The master pilot waited silently, watching as his tiny fleet converged upon the enemy battlecruiser. Just before shunting him from the bridge, the captain had mentioned sand. True, it was the perfect weapon against the Rix receiver array; it would spread over a wide area, and at high speed would do considerable damage. But the Rix had swept the Imperials’ salvos of sand aside with their host of gravity repeater arrays, protecting the huge receiver. They had anticipated Zai’s attack perfectly.
Marx and his tiny fleet were within the gravity perimeter, however. If he could only get his remaining sandcaster to respond. It was barreling toward the huge receiver array on target, but intact. The drone itself would punch through the thin mesh of the receiver, leaving a hole no more than a meter across. Useless. He needed it to explode, to spread its sand.

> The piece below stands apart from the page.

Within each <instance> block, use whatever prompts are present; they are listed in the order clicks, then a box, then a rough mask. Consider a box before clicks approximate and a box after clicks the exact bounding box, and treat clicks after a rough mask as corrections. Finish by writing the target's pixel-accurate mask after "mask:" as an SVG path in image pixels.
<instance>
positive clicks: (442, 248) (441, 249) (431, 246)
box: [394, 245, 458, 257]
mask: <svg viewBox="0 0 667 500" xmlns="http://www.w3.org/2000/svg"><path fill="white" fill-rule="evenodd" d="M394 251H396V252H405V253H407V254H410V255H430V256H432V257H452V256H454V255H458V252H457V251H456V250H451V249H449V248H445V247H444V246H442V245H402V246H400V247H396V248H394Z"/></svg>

Marx cursed the empty ramscatters. Why did those things invariably launch all their flechettes? With even a single projectile, he could destroy the failed sandcaster, unleashing its payload.
Perhaps he could ram the sandcaster with one of his other craft.
The scout itself was without maneuver capability, the damaged fusion drive ejected. The decoy drone was too small, and its mass wasn’t sufficient to crack the tough canisters of sand. The stealth penetrators were even smaller, with only their silent but achingly slow coldjets for movement. They couldn’t ram the sandcaster at anything faster than a few meters per second. The empty ramscatter drones were Marx’s only hope.
He opened up a narrowcast channel to the two ramscatters, and gave them trajectories as precise as his expert software could calculate. But these were weapons that thought in kilometers, not meters. The ramscatters themselves were not designed to ram, but to launch flechettes, and their onboard brains weren’t capable of tricky flying. Marx knew he would have to fly them in himself, from the remote perspective of the scout drone, with sufficient precision to strike the meter-wide sandcaster.
With a three-millisecond light-speed delay, this was going to be tricky indeed.
Marx smiled quietly.
Truly, a task for a master pilot.
The squadron intellect found itself cut in half.